Jean Gaultier est l’un de ces passionnés, qui monte dans l’arène pour personnifier le lutteur MARIUS, dans des évènements qui allient sport et spectacle.

« J’ai toujours été fanatique de lutte. Je ne me souviens pas d’un moment où je ne l’écoutais pas à la télévision, indique Jean Gaultier. Avec Internet, je me suis mis à suivre plusieurs compagnies, pas seulement la World Wrestling Entertainment. »

Il n’en fallait donc pas beaucoup pour le convaincre de faire le saut sur le ring.

« En 2003, nous avons démé­nagé à Winnipeg, raconte celui qui est originaire de Notre-Dame-de-Lourdes. En mars 2004, j’ai commencé à fréquenter une école de lutte et en juin 2004, j’ai fait mes débuts sur le ring.

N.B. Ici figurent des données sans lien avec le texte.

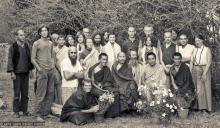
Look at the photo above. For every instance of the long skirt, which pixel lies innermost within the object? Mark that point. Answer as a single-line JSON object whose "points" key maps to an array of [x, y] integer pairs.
{"points": [[203, 89]]}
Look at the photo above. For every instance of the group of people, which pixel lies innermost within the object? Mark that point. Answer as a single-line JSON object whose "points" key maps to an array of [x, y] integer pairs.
{"points": [[72, 74]]}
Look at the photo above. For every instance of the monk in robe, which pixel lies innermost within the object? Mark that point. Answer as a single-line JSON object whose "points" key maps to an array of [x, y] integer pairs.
{"points": [[153, 77], [137, 67], [122, 73], [81, 106], [103, 82], [182, 82]]}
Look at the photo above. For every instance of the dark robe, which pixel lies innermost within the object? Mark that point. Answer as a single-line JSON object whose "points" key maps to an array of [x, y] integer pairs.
{"points": [[105, 78], [127, 87], [183, 80], [71, 110]]}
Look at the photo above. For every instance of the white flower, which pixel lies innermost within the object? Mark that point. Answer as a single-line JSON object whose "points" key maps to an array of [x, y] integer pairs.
{"points": [[170, 94], [164, 100], [152, 103], [158, 102], [164, 114]]}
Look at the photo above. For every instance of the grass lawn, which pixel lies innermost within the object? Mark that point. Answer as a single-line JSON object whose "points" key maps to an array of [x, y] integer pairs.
{"points": [[195, 120]]}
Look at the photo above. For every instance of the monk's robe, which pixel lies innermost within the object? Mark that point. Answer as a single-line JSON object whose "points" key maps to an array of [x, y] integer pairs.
{"points": [[71, 110], [105, 79], [127, 87], [184, 82], [153, 77]]}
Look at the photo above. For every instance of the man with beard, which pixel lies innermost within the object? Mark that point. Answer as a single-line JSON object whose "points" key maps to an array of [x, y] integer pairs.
{"points": [[137, 67], [103, 82], [131, 43], [19, 66], [43, 59], [153, 76], [122, 73], [81, 107], [89, 56], [71, 71], [182, 82]]}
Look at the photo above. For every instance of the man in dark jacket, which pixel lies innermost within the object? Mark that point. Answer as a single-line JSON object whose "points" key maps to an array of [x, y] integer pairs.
{"points": [[19, 65]]}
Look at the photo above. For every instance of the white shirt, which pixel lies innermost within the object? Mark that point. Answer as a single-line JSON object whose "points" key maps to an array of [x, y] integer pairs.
{"points": [[66, 65], [186, 51], [112, 52]]}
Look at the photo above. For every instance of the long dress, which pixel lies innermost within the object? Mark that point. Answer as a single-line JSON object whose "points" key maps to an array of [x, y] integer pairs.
{"points": [[71, 110], [106, 80], [201, 57], [127, 87]]}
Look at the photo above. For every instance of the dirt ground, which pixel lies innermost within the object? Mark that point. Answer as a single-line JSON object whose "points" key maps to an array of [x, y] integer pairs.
{"points": [[195, 120]]}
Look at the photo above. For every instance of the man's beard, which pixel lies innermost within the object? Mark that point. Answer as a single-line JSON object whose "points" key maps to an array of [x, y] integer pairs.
{"points": [[73, 60]]}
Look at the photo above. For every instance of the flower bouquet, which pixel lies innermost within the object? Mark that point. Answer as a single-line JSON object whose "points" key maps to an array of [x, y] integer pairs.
{"points": [[160, 103]]}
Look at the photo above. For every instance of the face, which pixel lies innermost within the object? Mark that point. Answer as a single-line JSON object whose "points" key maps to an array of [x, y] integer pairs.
{"points": [[112, 38], [80, 39], [198, 42], [20, 36], [106, 35], [183, 40], [104, 60], [177, 60], [151, 60], [174, 35], [89, 44], [72, 52], [70, 40], [87, 87], [97, 39], [131, 32], [86, 32], [148, 42], [121, 58], [44, 32], [133, 55], [148, 30], [167, 37], [61, 41]]}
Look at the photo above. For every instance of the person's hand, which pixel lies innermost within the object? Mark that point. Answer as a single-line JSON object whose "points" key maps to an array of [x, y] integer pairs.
{"points": [[94, 108], [13, 77]]}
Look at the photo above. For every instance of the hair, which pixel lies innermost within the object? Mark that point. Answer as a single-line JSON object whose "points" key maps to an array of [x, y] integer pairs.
{"points": [[40, 29], [177, 54], [200, 36], [102, 54], [151, 53]]}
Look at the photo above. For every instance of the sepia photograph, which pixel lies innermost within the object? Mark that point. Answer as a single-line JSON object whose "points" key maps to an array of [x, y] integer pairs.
{"points": [[110, 64]]}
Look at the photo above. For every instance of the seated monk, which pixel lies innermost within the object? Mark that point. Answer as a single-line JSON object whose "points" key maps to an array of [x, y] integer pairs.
{"points": [[81, 106], [122, 73], [104, 83], [182, 82]]}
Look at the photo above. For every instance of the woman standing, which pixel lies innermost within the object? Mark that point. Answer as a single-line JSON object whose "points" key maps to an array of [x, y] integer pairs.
{"points": [[201, 73]]}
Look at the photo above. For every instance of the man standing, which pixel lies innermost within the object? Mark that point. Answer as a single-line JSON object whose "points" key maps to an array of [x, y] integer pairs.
{"points": [[103, 82], [89, 56], [185, 49], [19, 65], [131, 43], [43, 59], [70, 72], [111, 49], [182, 82], [122, 73], [137, 67]]}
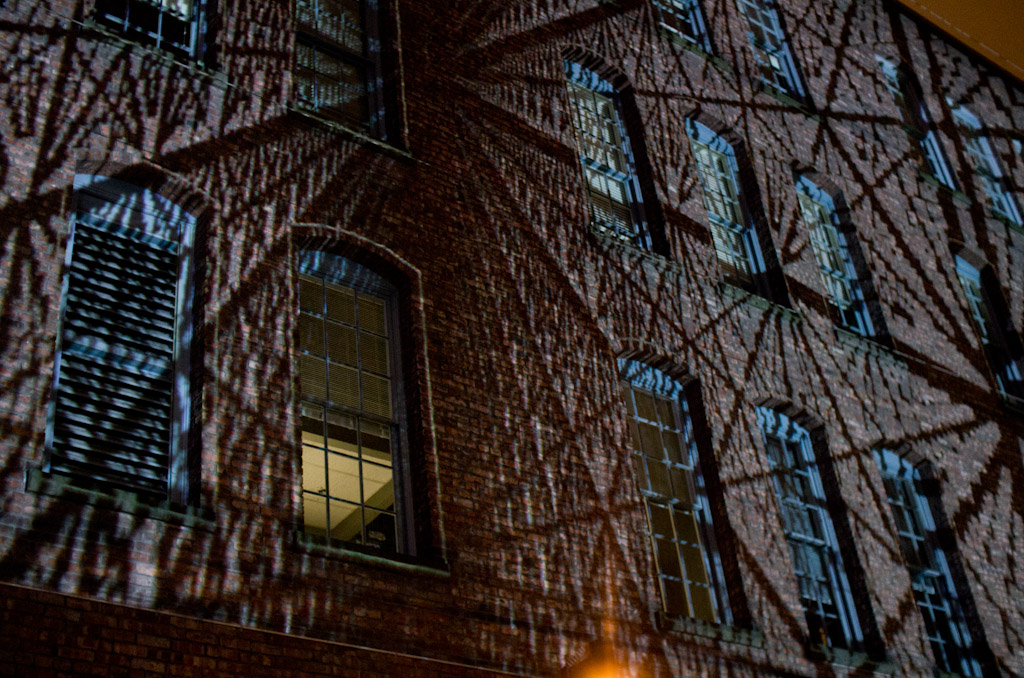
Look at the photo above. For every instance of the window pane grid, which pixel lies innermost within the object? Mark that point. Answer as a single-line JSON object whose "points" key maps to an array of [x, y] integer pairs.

« Au début, on apprend à bien tomber, pour minimiser les impacts sur le corps, parce qu’il faut se protéger, tout en ayant l’air esthétique et naturel, poursuit Jean Gaultier. Ensuite, on apprend quelques prises de base, comme les clés de bras, clés de tête, et ça devient un peu plus poussé et technique, comme l’utilisation des câbles. »

Mais ceci est la partie technique de l’entraînement, puisque les lutteurs doivent s’assurer de demeurer en forme, parce que la lutte est un sport très exigeant physiquement.

« Dans le ring, ça va très vite, souligne Jean Gautlier. Ça demande un cardio différent, parce qu’il y a beaucoup de stop and go. De plus, il faut être endurant parce que le corps n’est pas fait pour être projeté par terre aussi souvent pendant 10 à 20 minutes. Jusqu’à date, j’ai été chanceux, je n’ai pas eu de blessures majeures, mais il y a toujours des petits bobos ici et là. Ça fait huit ans que je lutte, et je le sens dans mes genoux. »

« C’est la fin du match qui est prédéterminée, mais le match demeure physique, ajoute-t-il. Ce ne sont pas les coups de pieds ou coups de poings qui sont les plus douloureux, c’est lorsqu’on frappe ou tombe sur le matelas, on met tout notre poids sur notre dos pour faire des boum. »

Une passion

Pour Jean Gaultier, la lutte est plus qu’un sport ou un divertissement, il s’agit d’une véritable passion, qui a débuté en voyant les exploits de lutteurs connus.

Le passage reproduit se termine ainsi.